Elena Salmistraro dipinge paure e mostri interiori. La mostra a Milano
La galleria Antonio Colombo presenta la prima mostra personale di Elena Salmistraro. Con opere popolate da figure ibride, a metà tra il reale e l’onirico, che sfidano le convenzioni
Da bambini, tutti abbiamo conosciuto la paura dei mostri sotto il letto. Crescendo, una delle promesse dell’età adulta era che quei mostri, prima o poi, sarebbero svaniti come per magia. E in parte è stato così. Ma le paure, come spesso accade, evolvono, diventando ombre più sottili e impalpabili. Oggi, i mostri che temiamo non sono più entità separate da noi, ma pensieri annidati nella profondità della nostra mente: la paura del rifiuto, dell’esclusione, di essere relegati ai margini.
L’universo onirico di Elena Salmistraro. La mostra a Milano
Questa riflessione si materializza nelle opere di Elena Salmistraro (Milano, 1983) che trasforma le sue paure in nuove visioni. Fino all’8 febbraio 2025, infatti, la galleria milanese Antonio Colombo Arte Contemporanea ospita Alchimie nel Vuoto, la prima mostra personale dell’artista e product designer che svela il suo lato più intimo, raccontando il proprio mondo interiore attraverso il disegno e la pittura. Le sue opere creano un universo immaginifico popolato da figure ibride a metà tra il reale e l’onirico, con un linguaggio che attinge dal realismo magico e dalle correnti neo-primitiviste e surrealiste. “È un esempio di arte totale”, ci spiega la curatrice Silvana Annicchiarico. “Una mostra che abbatte le barriere tra arte, artigianato e design”.

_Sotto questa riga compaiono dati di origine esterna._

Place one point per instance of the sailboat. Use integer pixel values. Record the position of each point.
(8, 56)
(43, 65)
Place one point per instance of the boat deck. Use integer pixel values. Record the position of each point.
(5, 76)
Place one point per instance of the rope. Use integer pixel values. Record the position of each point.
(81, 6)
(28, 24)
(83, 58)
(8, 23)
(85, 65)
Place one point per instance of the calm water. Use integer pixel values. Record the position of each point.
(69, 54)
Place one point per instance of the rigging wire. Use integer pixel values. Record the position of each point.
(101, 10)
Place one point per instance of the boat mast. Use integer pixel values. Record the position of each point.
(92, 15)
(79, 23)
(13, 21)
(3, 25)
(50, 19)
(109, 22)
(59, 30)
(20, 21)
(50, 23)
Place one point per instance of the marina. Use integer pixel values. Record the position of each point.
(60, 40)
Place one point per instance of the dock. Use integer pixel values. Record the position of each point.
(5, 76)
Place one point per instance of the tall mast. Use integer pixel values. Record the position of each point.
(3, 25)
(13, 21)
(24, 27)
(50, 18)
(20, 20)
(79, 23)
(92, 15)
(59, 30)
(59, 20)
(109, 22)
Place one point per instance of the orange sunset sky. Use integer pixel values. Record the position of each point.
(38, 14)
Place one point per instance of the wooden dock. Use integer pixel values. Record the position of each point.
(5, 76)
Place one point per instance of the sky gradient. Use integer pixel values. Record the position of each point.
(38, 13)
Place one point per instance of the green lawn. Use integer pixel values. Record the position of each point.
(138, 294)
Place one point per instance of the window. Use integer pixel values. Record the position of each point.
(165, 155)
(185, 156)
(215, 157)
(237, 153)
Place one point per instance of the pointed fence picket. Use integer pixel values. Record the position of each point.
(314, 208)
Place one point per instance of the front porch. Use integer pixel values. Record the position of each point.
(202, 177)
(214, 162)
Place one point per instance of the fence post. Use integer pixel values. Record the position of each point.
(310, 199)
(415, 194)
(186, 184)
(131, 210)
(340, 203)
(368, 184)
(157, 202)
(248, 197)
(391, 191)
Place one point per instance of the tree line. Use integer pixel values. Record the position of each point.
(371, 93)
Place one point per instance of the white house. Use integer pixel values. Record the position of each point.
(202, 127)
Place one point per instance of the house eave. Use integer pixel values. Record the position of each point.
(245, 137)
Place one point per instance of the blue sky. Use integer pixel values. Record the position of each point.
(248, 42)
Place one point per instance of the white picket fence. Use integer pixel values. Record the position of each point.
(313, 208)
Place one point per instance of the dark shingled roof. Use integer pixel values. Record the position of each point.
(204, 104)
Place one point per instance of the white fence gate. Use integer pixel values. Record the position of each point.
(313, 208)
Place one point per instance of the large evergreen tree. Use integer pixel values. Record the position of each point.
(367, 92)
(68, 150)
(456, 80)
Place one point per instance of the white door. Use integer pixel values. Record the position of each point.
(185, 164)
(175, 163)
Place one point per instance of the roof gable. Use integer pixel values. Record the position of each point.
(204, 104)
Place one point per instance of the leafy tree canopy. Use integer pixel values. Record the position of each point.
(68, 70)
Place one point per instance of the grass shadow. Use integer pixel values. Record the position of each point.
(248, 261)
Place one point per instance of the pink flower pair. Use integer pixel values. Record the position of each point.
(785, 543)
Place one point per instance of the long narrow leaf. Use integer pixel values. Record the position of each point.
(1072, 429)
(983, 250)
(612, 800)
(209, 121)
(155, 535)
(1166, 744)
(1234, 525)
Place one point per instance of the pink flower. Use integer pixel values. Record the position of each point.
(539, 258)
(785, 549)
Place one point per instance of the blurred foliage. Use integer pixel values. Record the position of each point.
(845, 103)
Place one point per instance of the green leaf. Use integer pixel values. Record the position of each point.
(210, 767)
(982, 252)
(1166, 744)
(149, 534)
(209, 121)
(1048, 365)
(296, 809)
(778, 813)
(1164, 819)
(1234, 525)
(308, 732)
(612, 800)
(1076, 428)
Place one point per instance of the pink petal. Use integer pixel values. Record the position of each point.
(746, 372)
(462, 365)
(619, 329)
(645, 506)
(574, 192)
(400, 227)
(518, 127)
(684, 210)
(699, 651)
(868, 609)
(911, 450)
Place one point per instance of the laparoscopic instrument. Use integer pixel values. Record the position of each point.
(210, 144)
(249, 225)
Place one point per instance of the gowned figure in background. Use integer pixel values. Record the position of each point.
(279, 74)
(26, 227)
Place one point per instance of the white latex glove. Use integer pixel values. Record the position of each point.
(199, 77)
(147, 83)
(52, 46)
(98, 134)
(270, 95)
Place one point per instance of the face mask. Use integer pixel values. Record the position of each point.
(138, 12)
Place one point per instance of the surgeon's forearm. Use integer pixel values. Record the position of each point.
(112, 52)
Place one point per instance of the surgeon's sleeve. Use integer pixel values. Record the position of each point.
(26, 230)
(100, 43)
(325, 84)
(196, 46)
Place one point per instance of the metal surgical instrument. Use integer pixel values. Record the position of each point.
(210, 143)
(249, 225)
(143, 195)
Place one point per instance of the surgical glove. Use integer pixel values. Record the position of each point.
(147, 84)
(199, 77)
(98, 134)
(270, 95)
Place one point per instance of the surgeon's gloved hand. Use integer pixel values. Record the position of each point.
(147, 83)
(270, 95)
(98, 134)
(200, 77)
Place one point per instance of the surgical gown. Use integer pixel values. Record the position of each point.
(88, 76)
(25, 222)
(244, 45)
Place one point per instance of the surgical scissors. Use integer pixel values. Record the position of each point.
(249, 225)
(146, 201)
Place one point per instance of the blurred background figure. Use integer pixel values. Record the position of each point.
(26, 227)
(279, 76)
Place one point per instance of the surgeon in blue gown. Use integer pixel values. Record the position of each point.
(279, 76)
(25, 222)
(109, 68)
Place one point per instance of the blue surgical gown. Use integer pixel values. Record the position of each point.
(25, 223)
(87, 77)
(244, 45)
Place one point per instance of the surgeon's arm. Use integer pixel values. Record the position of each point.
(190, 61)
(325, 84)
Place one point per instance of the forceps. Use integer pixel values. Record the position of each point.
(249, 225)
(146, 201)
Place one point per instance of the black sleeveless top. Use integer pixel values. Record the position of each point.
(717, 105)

Elena Salmistraro e la paura dell’horror vacui
Alchimie nel Vuoto è un viaggio introspettivo, un’esplorazione delle paure più intime di Elena Salmistraro. “I personaggi che abitano le mie opere sono bizzarri, imperfetti, perché, in fondo, anche io a volte mi sento così”, ci racconta. “Ma nonostante le loro stranezze, questi mostri, se così li vogliamo chiamare, desiderano solo essere accettati”. Nelle sue opere, la designer esorcizza la paura dell’horror vacui riempiendo ogni centimetro con segni netti e colori brillanti. La scelta di non lasciare spazi vuoti, in contrasto con le tendenze minimaliste contemporanee, è un atto di liberazione: “Non mi interessa il giudizio degli altri. Voglio fare ciò che mi fa stare bene”, confessa.

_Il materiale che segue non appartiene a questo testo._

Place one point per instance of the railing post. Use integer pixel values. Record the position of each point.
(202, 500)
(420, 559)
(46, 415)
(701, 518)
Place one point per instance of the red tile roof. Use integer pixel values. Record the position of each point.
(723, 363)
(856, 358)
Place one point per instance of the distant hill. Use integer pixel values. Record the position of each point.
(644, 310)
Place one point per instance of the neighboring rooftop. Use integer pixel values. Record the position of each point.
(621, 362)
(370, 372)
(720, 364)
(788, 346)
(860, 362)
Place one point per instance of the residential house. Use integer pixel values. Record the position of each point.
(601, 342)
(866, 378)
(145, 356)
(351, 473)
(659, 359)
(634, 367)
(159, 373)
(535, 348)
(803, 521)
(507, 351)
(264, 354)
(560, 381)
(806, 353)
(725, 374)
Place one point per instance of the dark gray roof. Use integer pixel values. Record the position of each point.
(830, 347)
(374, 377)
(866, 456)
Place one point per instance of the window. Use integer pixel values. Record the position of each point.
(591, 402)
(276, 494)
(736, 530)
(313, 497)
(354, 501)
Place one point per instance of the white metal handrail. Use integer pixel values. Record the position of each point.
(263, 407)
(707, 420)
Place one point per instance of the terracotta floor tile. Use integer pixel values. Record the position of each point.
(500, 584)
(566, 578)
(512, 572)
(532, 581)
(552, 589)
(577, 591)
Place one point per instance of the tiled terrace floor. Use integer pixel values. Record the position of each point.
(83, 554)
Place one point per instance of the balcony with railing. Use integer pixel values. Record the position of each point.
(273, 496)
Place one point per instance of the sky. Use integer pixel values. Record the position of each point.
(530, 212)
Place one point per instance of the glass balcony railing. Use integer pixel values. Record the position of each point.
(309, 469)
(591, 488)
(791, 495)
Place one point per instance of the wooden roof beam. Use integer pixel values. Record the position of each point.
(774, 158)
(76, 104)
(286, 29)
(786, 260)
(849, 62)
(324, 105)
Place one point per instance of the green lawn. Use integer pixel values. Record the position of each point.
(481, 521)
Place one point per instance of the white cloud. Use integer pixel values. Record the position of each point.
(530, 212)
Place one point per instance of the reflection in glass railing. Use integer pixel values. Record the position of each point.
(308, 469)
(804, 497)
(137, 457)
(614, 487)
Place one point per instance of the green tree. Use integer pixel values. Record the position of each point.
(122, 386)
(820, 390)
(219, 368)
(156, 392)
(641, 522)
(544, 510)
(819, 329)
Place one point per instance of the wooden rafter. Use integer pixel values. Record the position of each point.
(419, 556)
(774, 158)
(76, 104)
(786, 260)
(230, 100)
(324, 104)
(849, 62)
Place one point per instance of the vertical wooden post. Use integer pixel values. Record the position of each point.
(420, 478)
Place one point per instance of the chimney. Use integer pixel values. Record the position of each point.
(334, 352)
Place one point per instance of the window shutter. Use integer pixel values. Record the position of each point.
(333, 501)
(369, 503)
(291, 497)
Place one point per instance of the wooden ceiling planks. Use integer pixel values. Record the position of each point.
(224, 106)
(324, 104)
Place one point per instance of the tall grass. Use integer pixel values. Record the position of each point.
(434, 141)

Il concetto di “monstrum” come metafora della diversità
I suoi “mostri” sono figure di confine, creature ibride che oscillano tra l’umano e l’animale, tra realtà e astrazione. Dagli uomini con la coda di sirena all’elefante con i tacchi a spillo fino allo specchio carnivoro, queste deformi e bizzarre presenze sono manifestazioni della diversità. Le loro sembianze richiamano icone del cinema horror, come le gemelle di Shining (1980) o i mostri di Freaks (1932) e Creature from the Black Lagoon (1954). Eppure, la loro espressione non è mai minacciosa. Piuttosto, riflette il desiderio di accettazione e il dolore di chi si sente alieno. Il concetto di “monstrum” diventa centrale nell’arte di Elena Salmistraro. Il freak è, per definizione, colui che vive al di fuori della norma, ma proprio per questo ci costringe a riflettere su come accettiamo o respingiamo ciò che è diverso. In un’epoca in cui ogni individuo è incasellato in schemi rigidi e preconfezionati, la diversità genera inquietudine. Il corpo perturbante del diverso, che sfida le convenzioni, diventa oggetto di fascino e repulsione. “Disegnare questi mostri in modo quasi ossessivo mi ha aiutato a comprendere il mio linguaggio artistico”, racconta Elena. “Alla fine, sono diventati quasi degli amici, dei compagni di viaggio”. Oltre ai grandi dipinti su tela, la mostra presenta un tappeto prodotto da TaiPing, due totem e tre vasi realizzati da Bosa Ceramiche, tutti dipinti a mano dall’artista, e una scultura lignea prodotta da Scapin.